Breast cancer detection increases significantly when the percentage of women whom radiologists call back for additional mammograms is higher than what experts recommend, a study says.
The research, “Recall and Cancer Detection Rates for Screening Mammography: Finding the Sweet Spot,” was published in the American Journal of Roentgenology.
A team led by Rush Medical College radiologist Paula Grabler discovered that the optimum rate of breast cancer detection was achieved when radiologists recalled 12 to 14 percent of the women they had checked earlier. That recall rate was considerably higher than the current American College of Radiology recommendation of five to 12 percent.
“Even 10 percent, the average current recall rate, may be too low,” Grabler, an assistant professor at Chicago-based Rush who authored the study, said in a press release.
But a recall rate higher than 14 percent generated statistically insignificant additional detection results, so the researchers recommended capping the rate at 14 percent.
Grabler’s team analyzed the practices of 19 breast imaging radiologists to determine optimal recall rates. They reviewed almost 189,000 mammograms performed between 2007 and 2012.

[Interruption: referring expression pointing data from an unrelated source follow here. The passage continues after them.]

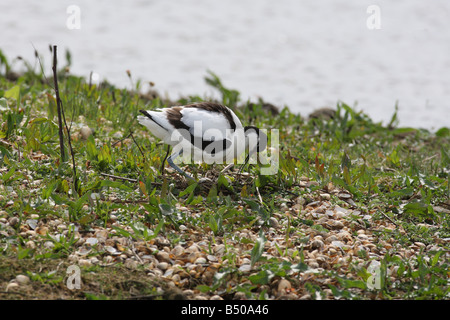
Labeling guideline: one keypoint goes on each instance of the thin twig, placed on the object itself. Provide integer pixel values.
(118, 177)
(61, 116)
(139, 147)
(388, 218)
(58, 106)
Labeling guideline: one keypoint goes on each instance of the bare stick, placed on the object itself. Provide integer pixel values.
(58, 106)
(117, 177)
(61, 117)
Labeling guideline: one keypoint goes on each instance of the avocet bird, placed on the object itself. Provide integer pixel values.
(206, 131)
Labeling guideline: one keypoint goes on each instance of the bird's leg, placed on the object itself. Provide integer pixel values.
(164, 161)
(173, 165)
(228, 167)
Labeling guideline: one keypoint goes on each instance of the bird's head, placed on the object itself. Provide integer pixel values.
(255, 141)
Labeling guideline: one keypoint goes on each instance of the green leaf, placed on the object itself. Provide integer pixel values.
(262, 277)
(189, 190)
(13, 93)
(165, 209)
(258, 248)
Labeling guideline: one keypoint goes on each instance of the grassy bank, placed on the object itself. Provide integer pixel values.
(357, 209)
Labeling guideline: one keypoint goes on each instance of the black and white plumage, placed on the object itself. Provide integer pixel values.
(208, 132)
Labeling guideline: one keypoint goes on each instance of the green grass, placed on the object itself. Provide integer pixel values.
(396, 175)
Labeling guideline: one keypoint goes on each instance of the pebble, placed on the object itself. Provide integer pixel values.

Radiologists “operating at recall rates 12 percent or higher found significantly more cancers of all types, compared with those operating within the minimally acceptable five to 12 percent recall performance,” the researchers wrote.
Grabler is aware that a recall request is a sensitive issue, both for the radiologist and the women who get a second breast imaging scan — because it’s often frightening for those who get called back. She advises radiologists to be careful when recalling patients.
“In my practice, when women return, we inform them of the results immediately after the additional imaging. We relieve their anxiety when we can before they walk out the door,” she said.
Cancers detected on mammograms range from ductal carcinoma in situ (DCIS), the most common type of non-invasive breast cancer, to more aggressive types. When doctors find a cancer early, women may be able to undergo less aggressive treatments.
Grabler said a newer 3D mammography technology will be available at Rush Oak Park Hospital in the spring that may be able to detect a lot more cases of cancer early without doctors having to resort to higher recall rates. The technology is based on tomosynthesis, which has been shown to be particularly helpful in diagnosing women with dense breasts.